I guess all that stuff about encouragement was not so much meant for you as it was for me. Funny how God works sometimes. Regardless, I'm so pleased to know that he cares enough about me to reach out and give me the things he knows I need, or will need, as the case may be. As promised, here is the article by Walter Albrittton who is a family member of a church friend, as well as a retired minister. It was written for the Opelika-Auburn News on July 19, 2009. I hope you enjoy it and get as much encouragement from it as I did.
The Journey May Be Hard But Encouragement Helps Us Endure
The recent serious illness of my wife caused me to take a fresh look at my priorities. Such wake-up calls are always helpful. Human nature being what it is we all tend to lose focus on what really matters. The jarring prospect of losing someone you love dearly can clear the cobwebs from your brain.
Putting first things first is never easy. But it is possible. And it is necessary if we are to live well. Now and then we must stop the merry-go-round, look in the mirror, and take an honest look at how we are living. Are the choices we are making everyday helping us to make the most of our brief span of life?
Trouble reminds us that the journey of life can be long and hard. None of us is immune from suffering. Our personal problems may be difficult but we quickly discover that others are hurting too. To be human is to suffer.
Life is hard. But it is also a mixture of good and bad. There is pain and there is pleasure. We may be laughing one day and crying the next. As we grow up we learn to accept the bitter with the sweet, the rain with the sunshine. Reasonably mature people find a way to handle this mixture. Otherwise they become cynical, allowing bad stuff to rob them of their joy.
Maturity does not come easily. It comes gradually, usually the result of a lifelong search. None of us reaches it without help. The help we all need is that strange thing we call encouragement. It is hard to describe but when you receive it, you know that you have been given something more valuable than money.
Oddly, the only people who can offer us encouragement are fellow struglers, friends who step outside their own troubles long enough to come alongside us and cheer us up. So often the people who come to comfort us when we are hurting are themselves in pain. The fact that they do not speak of their own pain makes their comfort all the more wonderful.

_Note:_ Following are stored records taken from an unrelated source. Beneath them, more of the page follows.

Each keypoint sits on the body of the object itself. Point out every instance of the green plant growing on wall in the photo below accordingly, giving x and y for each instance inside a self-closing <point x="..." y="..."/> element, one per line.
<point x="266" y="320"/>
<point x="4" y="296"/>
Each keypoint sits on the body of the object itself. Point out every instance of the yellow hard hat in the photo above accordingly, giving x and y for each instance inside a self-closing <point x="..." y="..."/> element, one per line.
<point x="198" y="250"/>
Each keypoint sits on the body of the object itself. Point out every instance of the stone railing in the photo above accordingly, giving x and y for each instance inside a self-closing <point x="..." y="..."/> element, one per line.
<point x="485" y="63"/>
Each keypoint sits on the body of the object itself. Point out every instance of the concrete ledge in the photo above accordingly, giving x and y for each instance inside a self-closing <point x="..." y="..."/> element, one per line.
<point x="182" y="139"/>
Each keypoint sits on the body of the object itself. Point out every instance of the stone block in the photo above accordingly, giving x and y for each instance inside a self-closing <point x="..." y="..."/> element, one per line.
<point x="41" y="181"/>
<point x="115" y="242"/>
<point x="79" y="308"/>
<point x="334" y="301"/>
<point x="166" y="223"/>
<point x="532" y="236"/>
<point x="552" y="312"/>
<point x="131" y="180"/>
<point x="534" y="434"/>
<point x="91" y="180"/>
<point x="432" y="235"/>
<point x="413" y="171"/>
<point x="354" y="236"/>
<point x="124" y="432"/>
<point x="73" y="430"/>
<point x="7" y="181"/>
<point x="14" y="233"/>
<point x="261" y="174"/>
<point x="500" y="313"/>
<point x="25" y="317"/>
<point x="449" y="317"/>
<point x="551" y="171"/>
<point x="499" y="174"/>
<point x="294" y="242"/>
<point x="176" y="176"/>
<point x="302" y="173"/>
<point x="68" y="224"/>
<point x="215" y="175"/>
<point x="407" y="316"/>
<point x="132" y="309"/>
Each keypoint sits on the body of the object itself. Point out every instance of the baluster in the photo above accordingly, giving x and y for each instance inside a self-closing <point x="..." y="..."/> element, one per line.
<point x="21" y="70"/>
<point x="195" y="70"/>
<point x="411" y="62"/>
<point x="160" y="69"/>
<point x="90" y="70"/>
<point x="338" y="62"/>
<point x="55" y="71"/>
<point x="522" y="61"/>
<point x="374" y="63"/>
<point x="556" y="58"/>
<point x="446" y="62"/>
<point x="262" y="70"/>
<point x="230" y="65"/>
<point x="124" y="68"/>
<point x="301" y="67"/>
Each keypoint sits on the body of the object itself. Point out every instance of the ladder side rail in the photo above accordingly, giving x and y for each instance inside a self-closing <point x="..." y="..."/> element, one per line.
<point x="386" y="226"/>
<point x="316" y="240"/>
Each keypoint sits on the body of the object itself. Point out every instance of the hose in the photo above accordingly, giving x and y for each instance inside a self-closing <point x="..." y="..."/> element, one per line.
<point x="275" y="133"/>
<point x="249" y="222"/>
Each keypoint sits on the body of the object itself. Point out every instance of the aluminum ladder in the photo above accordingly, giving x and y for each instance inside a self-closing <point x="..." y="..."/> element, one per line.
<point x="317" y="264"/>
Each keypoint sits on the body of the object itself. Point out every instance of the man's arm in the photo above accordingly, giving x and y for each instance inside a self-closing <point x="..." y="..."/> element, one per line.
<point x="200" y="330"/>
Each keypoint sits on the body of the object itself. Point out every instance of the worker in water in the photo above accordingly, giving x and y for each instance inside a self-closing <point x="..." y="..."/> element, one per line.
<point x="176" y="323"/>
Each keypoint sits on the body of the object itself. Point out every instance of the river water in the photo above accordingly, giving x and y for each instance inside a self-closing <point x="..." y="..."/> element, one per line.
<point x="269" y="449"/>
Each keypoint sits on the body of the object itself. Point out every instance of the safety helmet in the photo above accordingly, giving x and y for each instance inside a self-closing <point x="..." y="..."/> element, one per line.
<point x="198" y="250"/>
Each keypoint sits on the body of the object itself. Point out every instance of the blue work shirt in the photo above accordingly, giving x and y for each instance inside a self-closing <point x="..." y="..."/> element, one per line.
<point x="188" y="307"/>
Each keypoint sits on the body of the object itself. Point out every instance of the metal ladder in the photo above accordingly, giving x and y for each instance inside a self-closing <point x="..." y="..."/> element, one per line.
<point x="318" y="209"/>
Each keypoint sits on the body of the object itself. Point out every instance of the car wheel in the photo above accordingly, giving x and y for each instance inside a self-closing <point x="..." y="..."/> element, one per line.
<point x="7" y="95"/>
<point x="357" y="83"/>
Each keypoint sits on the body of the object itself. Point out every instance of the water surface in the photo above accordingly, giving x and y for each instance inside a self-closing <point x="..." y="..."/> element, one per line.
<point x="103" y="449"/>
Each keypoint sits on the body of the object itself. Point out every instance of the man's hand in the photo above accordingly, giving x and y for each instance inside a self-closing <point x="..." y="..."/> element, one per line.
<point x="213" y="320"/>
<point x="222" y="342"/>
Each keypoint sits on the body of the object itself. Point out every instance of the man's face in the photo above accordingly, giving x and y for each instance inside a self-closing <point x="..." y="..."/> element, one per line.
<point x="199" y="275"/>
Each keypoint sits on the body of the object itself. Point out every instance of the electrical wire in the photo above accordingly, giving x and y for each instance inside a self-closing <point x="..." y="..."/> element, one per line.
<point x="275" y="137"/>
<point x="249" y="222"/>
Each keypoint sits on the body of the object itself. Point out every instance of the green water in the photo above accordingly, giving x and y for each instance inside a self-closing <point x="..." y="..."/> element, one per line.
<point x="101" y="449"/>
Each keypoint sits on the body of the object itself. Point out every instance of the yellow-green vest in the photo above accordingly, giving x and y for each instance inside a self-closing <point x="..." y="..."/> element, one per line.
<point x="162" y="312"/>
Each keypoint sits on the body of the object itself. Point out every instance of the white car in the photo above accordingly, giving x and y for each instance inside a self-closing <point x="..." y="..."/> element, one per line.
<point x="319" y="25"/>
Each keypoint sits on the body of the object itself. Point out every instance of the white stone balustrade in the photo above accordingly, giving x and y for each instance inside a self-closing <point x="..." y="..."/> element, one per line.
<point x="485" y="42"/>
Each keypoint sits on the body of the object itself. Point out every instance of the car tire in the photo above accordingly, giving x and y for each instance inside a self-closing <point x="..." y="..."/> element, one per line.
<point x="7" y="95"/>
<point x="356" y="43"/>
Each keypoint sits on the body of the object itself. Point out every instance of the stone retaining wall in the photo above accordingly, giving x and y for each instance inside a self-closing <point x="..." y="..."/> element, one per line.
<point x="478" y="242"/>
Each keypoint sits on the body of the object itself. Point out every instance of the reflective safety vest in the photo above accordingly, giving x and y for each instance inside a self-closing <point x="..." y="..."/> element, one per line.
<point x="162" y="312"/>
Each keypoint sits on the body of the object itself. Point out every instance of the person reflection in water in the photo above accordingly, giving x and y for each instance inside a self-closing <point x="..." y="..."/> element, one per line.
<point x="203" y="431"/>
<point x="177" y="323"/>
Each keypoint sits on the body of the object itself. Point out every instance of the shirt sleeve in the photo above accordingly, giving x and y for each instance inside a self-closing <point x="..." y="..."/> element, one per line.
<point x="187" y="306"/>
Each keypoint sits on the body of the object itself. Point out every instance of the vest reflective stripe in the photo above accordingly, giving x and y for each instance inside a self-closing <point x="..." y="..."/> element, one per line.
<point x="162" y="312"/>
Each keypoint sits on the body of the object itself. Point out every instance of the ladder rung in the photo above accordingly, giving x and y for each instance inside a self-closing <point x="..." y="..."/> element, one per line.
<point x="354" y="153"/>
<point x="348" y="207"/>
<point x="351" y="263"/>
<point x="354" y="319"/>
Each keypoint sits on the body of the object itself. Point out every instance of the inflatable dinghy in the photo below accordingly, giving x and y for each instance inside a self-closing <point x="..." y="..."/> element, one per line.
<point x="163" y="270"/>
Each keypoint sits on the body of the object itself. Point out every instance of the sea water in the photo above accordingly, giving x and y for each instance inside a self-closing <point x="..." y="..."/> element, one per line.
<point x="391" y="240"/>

Encouragement is like oxygen; we will die without it. People do not die from loneliness; they die from lack of encouragement. Everybody needs somebody who will encourage them to persevere and not give up. But we soon learn that it is foolish to expect encouragement from everyone. Those who become cynical are simply unable to encourage others.
All of us have some people in our lives who are examiners rather than encouragers. Examiners constantly evaluate us. They enjoy pointing out what is wrong with us. Examiners try to convince us we are inadequate and that we will never make it no matter how hard we try.
Encouragers offer us affirmation instead of criticism. They are our cheerleaders. They give us hope that "we can do it." Their praise inspires us to believe in ourselves and to reach for the best that we can be. And it is good news that every person has the potential to be an encourager to some fellow struggler. Each of us can choose to live as an examiner or an encourager.
During recent days of soul-searching many encouragers have come alongside us with hope and comfort. They have laughed with us, hugged us, prayed for us, and made us feel loved. They have generously blessed us with food and flowers. They have put their own pain aside long enough to care for us. And they have made a profound difference. We have been cheered far beyond our deserving. Love does indeed ease one's pain.
Once more Dean and I have been reminded that though the journey home is sometimes long and hard, the loving encouragement of friends helps us endure. And what is true for us is true for others. As strength returns, we must be up and doing the things that matter most. As long as we have breath, we too can make the hard journey of others more bearable by offering the precious gift of encouragement. Doing so will help us to put first things first.